Once you’re done with all six pieces of the asset allocation pie, you get an action plan that tells you what you have to do in each of your brokerage accounts. You’re advised to print it out and place the appropriate trades; then Cake will monitor it for you on your own dashboard. The site lets you keep up to date on your overall portfolio performance, plus it keeps tabs on how much you’re saving in mutual-fund fees each month.

What I like about Cake Premium is that it ties in all of your existing online brokerage accounts, which means no additional data entry. Once you’ve executed the recommended trades that you want to place, your dashboard back at the Cake site automatically reflects those changes. It’s also interesting to see the savings in mutual fund fees, which will more than likely offset the $99 yearly fee.

COVESTOR (http://www.covestor.com), which is a community Website for self-directed investors, has entered the fray with Covestor Investor Management (http://www.CV.IM). This system creates a money-management account that you use to subscribe to a particular investing model. You must have a brokerage account with either TD Ameritrade or Interactive Brokers (http://www.interactivebrokers.com) to use this service.

The models are built by Covestor members, who share their trading strategies and techniques with one another. You go through a series of qualifying questions to determine your risk appetite, then you are shown models that would work for your style. You commit some of your portfolio to follow recommendations issued by one of the model builders.
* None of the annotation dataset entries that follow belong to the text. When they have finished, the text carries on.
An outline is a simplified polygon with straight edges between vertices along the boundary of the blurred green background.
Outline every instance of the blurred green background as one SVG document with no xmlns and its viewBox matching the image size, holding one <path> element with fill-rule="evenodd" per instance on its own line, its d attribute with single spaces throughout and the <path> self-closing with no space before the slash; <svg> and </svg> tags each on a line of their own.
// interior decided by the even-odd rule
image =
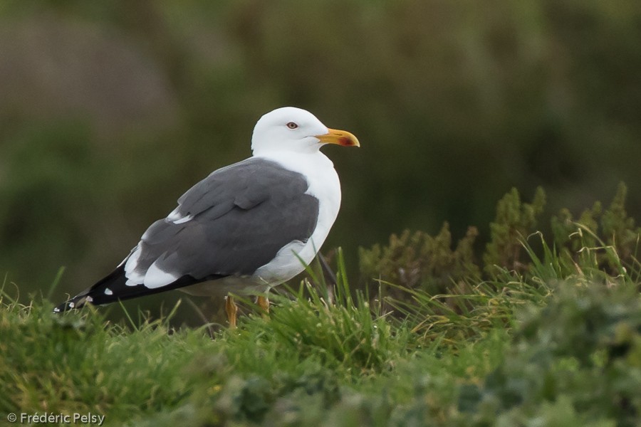
<svg viewBox="0 0 641 427">
<path fill-rule="evenodd" d="M 0 273 L 21 297 L 61 266 L 55 302 L 92 285 L 283 105 L 360 139 L 324 149 L 323 249 L 356 275 L 407 228 L 482 241 L 512 186 L 578 213 L 622 180 L 641 213 L 638 0 L 4 0 Z"/>
</svg>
Each model author has an extensive profile, showing his or her trading frequency, number of holdings, preferred asset classes (stocks, ETFs, short sales, etc.), and returns against a variety of benchmarks.

Covestor Investor Management has just 10 model managers right now, but the firm expects more in the near future. You’ll pay each money manager 0.8% to 1.5% of the amount entrusted to his or her care in management fees, plus any commissions generated by your broker. It could get expensive following managers who recommend 30-plus trades a month, and a quick survey of the available models showed none beating the S&P 500.